For the first time, I faced my new chest in the mirror. I won’t lie to you. It made me sad for what my body has so far endured, but hopeful for a new way. As I sit here typing, I am free of tubes and straps and gauze and tape with a tight ache that cautions patience.

It is taking time to process all that we’ve been through this past week. But I think I’m back now and ready to write. And ready to catch up on what’s going on out there in the real world with my friends and family.

No strings attached.

Wednesday, July 1, 2009

Better Days

Michele had another rough night but she is feeling better this afternoon. Thanks for all of your kind words and laughs. We told the painter/mace story to her parents today. Michele laughed so hard that it hurt. Thanks a lot Todd!

She still doesn't feel up to blogging so I thought I would fill in a few details. Michele had a couple of drains attached after the surgery. She will provide more detail when she posts but they are very uncomfortable and at times painful. I have to clear the tubes and then empty them twice a day. I have been tempted to record the sound she makes during this process. It is really heart breaking. She sounds like an injured animal. She has an appointment with the surgeon tomorrow and we are hoping they will remove them. I'm imagining the process to remove them will not be pleasant (there appears to be more than a foot of tubing inside her on each side) but having them out will be a relief.
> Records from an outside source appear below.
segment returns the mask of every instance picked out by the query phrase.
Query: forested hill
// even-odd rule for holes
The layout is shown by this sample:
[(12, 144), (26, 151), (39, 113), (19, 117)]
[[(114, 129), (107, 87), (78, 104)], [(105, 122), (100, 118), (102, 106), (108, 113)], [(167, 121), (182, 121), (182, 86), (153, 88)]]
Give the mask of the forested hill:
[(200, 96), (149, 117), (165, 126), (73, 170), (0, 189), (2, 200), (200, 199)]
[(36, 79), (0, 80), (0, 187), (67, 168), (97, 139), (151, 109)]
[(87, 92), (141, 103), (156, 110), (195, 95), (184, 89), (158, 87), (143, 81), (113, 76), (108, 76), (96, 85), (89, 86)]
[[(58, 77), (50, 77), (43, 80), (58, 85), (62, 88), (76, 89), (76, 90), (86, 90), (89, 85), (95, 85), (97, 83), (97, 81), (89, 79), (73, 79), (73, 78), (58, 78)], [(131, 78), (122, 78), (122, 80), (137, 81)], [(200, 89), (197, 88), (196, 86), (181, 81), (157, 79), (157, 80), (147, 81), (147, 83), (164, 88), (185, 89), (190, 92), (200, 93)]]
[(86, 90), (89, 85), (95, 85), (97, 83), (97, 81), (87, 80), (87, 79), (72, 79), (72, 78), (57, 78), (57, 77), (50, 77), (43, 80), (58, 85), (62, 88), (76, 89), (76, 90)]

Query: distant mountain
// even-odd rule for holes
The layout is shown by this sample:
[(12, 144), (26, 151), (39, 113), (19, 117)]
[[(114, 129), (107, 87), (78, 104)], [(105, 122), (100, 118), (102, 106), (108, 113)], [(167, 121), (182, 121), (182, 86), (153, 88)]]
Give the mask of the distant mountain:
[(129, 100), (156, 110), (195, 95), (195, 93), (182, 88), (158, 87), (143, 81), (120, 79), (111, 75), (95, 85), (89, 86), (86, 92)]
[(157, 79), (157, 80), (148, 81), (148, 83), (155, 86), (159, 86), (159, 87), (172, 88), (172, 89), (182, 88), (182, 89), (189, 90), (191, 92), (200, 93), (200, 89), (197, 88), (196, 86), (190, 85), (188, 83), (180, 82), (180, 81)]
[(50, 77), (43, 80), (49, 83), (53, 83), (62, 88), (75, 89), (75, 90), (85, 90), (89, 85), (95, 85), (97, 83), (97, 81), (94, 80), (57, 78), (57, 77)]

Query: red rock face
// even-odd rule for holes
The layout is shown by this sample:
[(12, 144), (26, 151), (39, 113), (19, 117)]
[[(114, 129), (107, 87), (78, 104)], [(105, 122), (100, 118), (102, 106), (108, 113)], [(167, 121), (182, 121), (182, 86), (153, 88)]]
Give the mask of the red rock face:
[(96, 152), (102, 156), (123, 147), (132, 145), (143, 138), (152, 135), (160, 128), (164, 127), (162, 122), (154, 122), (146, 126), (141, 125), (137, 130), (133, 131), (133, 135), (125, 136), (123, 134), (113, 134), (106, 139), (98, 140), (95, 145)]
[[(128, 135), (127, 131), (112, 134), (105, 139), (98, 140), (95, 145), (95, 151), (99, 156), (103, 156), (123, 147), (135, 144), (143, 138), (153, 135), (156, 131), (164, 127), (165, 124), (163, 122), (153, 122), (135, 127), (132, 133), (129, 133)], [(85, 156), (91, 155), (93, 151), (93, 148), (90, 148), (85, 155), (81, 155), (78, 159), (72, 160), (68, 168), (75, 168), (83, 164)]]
We still have a few weeks before we meet with the oncologist . They want her to heal before talking about what comes next. The waiting is a little difficult. I know I'd like to know what to expect and when to expect it. When they said the cancer was not in her lymph nodes I was hoping that she may not require chemo but Judy (her case manager/nurse) said with two different types of invasive cancer we shouldn't get our hopes up.

Michele will be back to blogging soon. Thanks for all of your thoughts and support!